My interest in digital twins for health has evolved over the years, alongside my interdisciplinary research projects. It began with recognizing the gap between the vast amount of health data we have collected and the difficult decisions patients still face. Although we generate enormous volumes of data, only a fraction is meaningfully used in real-time clinical care. Working on interdisciplinary teams allowed me to see healthcare challenges from multiple perspectives, such as those of clinicians, nurses, informaticians, medical physicists, engineers, social workers and patients. I was particularly drawn to complex, progressive diseases where uncertainty heavily impacts patients and families. In addition, my collaboration with national and international partners further shaped my vision. Together, we have worked across the spectrum from building AI-ready data infrastructure to developing clinical decision support tools. Through this work, the idea of creating a living, dynamic model of a patient’s health with digital twins to predict outcomes rather than simply reacting to them felt transformative and ultimately led me to focus my recent efforts on digital twins for health.
TN: How important can digital twin work be moving forward when it comes to helping patients make decisions related to both their care and future?

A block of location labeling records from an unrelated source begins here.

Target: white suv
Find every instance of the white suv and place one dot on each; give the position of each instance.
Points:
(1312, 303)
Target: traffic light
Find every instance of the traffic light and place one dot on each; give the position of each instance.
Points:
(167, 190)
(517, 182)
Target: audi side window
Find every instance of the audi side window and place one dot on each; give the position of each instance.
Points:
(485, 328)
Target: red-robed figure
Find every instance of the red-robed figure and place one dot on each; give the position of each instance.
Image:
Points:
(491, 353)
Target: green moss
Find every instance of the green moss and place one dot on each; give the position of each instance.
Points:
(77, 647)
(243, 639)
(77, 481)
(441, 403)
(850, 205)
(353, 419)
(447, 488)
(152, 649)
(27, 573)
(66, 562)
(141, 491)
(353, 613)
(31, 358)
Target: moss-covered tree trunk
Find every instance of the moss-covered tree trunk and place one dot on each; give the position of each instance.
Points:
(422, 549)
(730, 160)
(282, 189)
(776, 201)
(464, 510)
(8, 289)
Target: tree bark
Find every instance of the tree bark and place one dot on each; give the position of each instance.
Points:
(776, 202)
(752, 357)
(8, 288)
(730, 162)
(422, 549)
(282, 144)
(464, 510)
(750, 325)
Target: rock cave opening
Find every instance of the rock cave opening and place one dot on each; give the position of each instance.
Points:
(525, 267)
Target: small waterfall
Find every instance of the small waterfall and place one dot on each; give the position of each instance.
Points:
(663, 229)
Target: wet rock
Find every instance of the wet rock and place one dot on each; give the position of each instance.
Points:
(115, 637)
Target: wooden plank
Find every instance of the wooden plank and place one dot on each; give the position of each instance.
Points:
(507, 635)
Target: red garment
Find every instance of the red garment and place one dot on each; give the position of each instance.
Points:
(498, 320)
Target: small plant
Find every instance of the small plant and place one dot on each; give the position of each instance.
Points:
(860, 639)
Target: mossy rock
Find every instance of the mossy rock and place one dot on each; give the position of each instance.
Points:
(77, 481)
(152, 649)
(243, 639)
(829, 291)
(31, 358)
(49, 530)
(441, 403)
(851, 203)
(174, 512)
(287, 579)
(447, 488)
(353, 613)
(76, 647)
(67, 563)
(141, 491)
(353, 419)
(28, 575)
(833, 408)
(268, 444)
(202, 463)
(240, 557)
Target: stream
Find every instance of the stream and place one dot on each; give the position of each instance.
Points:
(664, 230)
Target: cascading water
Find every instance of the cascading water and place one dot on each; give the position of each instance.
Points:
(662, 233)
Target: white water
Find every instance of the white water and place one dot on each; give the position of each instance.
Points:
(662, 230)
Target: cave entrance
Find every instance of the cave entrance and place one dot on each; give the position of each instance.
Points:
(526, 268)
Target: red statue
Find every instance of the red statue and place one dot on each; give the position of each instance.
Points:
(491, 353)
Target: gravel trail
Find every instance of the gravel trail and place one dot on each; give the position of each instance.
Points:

HW: Digital twins have the potential to transform shared decision-making fundamentally. Currently, many medical decisions rely on population averages, such as “patients like you typically experience …” However, patients want to understand what is likely to happen to them as individuals. Digital twins can provide personalized insights based on individual data and personal preferences. They can forecast individualized disease progression, estimate patient-specific treatment responses, and help plan long-term care while considering social and economic circumstances. It is especially significant for chronic and life-altering diseases, where decisions extend beyond treatment to career planning, family life, finances and long-term goals. In addition, digital twins are designed as decision-support tools, not decision-makers. If developed responsibly and equitably, digital twins could become one of the most impactful advances in future precision medicine and personalized healthcare.